I don't have a pTSB current a/c to try that out, but there's nothing in the T&Cs to suggest you can only transfer to other pTSB accounts, and it let me access the "third party transfers" option and proceed all the way through to activation (including supplying an activation code) before rejecting the external accounts.

Has anyone successfully set up third party transfers on this account? Any advice?

Thanks.


----------



## Knuttell (14 Dec 2010)

Funny I had exactly the same issue this morning with open 24,I am almost certain that when I attempted to transfer the money initially it deleted the third  party transfer I had set up,I then tried to reset up this third party transfer just as you did and I got an error msg saying the destination a/c is not set up to accept money,I tried this several times and each time the same.

This however is not a new account it is at lest 2 years old.


----------



## damson (15 Dec 2010)

Thanks Knuttell. So maybe it's a problem with open24 in general, rather than that a/c? 

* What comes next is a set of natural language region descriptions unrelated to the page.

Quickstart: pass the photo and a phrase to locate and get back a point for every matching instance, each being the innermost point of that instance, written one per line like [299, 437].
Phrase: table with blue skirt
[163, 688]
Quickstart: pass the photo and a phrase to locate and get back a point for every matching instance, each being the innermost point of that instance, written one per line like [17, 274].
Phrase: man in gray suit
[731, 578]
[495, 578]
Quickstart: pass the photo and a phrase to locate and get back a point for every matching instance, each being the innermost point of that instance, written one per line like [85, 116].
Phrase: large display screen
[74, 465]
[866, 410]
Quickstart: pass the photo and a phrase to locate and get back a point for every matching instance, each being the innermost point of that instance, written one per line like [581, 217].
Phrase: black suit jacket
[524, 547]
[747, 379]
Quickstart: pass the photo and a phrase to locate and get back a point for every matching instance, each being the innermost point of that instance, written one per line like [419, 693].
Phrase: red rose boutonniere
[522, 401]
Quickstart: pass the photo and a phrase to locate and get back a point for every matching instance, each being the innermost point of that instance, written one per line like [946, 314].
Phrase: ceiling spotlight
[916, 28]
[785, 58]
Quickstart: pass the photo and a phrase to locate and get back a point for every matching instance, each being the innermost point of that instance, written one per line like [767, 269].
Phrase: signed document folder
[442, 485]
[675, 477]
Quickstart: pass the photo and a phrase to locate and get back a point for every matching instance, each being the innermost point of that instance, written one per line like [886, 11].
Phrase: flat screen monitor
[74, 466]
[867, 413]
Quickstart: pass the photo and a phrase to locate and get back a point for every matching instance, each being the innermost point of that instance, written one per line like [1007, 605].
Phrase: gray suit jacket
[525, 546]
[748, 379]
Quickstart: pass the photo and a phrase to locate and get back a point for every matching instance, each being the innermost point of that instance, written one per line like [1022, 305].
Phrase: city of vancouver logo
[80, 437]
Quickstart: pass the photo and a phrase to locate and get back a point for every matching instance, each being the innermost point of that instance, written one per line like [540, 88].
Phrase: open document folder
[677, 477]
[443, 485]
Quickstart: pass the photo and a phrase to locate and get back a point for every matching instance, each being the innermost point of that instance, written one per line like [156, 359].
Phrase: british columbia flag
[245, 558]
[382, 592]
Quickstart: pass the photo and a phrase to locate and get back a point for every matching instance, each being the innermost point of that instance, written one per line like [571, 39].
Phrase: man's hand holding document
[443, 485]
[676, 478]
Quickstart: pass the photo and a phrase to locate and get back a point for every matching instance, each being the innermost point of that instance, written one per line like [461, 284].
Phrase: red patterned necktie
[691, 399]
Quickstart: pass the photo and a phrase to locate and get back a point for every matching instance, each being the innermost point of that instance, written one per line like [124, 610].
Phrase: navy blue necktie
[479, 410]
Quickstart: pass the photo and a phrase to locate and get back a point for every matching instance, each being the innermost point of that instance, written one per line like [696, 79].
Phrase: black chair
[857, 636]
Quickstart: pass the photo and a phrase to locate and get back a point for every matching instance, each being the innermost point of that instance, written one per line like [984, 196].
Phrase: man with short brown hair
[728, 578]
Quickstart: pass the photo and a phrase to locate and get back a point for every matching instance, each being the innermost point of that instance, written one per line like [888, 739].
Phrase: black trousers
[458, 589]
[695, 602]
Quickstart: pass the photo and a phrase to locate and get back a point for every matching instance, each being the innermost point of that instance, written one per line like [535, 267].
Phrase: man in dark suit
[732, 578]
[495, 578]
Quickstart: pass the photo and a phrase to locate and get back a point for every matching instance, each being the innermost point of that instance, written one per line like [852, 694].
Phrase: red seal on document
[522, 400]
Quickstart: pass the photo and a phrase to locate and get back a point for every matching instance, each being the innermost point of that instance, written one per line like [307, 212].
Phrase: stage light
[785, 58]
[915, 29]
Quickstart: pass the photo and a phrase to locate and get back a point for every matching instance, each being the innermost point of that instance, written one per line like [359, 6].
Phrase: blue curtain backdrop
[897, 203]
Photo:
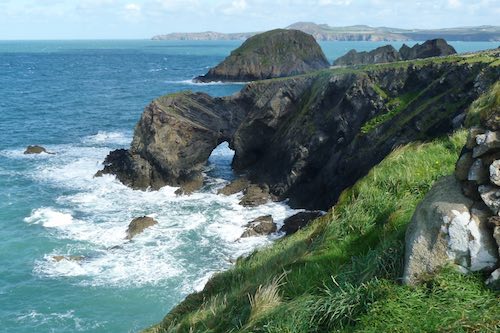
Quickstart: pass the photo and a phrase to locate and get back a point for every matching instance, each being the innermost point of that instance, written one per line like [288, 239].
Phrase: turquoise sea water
[81, 99]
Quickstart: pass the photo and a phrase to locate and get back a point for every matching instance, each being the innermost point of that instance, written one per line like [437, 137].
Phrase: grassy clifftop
[342, 273]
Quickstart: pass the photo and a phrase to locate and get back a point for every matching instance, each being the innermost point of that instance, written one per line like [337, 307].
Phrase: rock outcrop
[446, 228]
[138, 225]
[380, 55]
[430, 48]
[261, 226]
[298, 221]
[384, 54]
[458, 221]
[276, 53]
[309, 137]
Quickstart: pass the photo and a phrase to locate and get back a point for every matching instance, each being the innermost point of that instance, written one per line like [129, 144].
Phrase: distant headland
[324, 32]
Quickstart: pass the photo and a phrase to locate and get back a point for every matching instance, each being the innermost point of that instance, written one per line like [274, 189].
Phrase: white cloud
[236, 6]
[133, 7]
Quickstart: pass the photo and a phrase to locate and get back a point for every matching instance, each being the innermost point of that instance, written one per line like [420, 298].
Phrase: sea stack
[272, 54]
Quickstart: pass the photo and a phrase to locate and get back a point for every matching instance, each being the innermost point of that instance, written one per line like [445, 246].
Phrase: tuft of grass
[266, 297]
[485, 109]
[345, 268]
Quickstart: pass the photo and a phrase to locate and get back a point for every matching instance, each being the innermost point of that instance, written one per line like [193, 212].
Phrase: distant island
[324, 32]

Has anyone successfully set up an external (non-pTSB) account on open24 in the last couple of days? Has anyone who did it successfully in the past got a moment to try adding one now?


----------



## Knuttell (15 Dec 2010)

Tried it again this evening,same message

SORRY, YOUR NEW THIRD PARTY TRANSFER COULD NOT BE CREATED AT THIS TIME - *THIS ACCOUNT TYPE CANNOT ACCEPT TRANSFERS

Must be a glitch of some description...strange though as this effectively stops you transferring money out of PTSB online...meaning you have to visit the branch to do it the old fashioned way.


----------



## damson (15 Dec 2010)

Thanks Knuttell. That's the same message I was getting. Seems BoI's not the only bank running into problems with their online interface.

However, the problem with the online regular saver is that no in-branch transactions are permitted. So unless I can get it to recognise another account to transfer money to, anything I put into it can't be taken out! Now if I were a conspiracy theorist...!


----------



## Knuttell (16 Dec 2010)

damson said:


> Now if I were a conspiracy theorist...!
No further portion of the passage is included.